Saturday 5 November 2022

Oldboy (Park Chan-wook, 2003)

Park Chan-wook's brutal Oldboy turns 20 next year, and for this special anniversary the film will be re-released in cinemas.  Nearly two decades ago, the Raindance Film Festival hosted the film's UK premiere and now, as then, the festival proves to be ahead of the curve by showing the film on the big screen just before its wider release rolls around.  A superb 4K restoration of Oldboy has been available on home video for some time but, given the film's legion of fans, this is unlikely to impact on the ability of a theatrical re-release to do decent business.  The Mavericks strand at this year's Raindance sees Park's film screen alongside three other titles from the nineties and noughties that received their UK premieres at the festival: Quentin Tarantino's Pulp Fiction, Eduardo Sánchez and Daniel Myrick's The Blair Witch Project, and Christopher Nolan's Memento.  Of this trio, it is Memento that has the strongest thematic connection to Oldboy; both of these revenge films feature a desperate protagonist who's largely in the dark as to the origin of his great misfortune.  

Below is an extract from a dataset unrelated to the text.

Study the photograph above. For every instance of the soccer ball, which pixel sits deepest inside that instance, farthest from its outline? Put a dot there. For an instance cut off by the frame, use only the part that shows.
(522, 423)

While Nolan's jaw-dropping film may be the better of the two, Oldboy is still a terrific ride, and one that is most definitely not for the squeamish.  Its outing at this year's Raindance coincides with the general release of Park's new film Decision to Leave, a typically immaculate yet strangely unsatisfying work that wowed the festival circuit, with Park scooping the Best Director Award at the most recent edition of Cannes.  Oldboy is the middle instalment in Park Chan-wook's Vengeance Trilogy, which began with 2002's Sympathy for Mr. Vengeance and concluded with 2005's Lady Vengeance.  While all three films received great acclaim, Oldboy remains the highest-profile entry in this gruelling triptych and, a decade on from its initial release, the film's considerable success led to a poorly received English-language remake directed by Spike Lee. 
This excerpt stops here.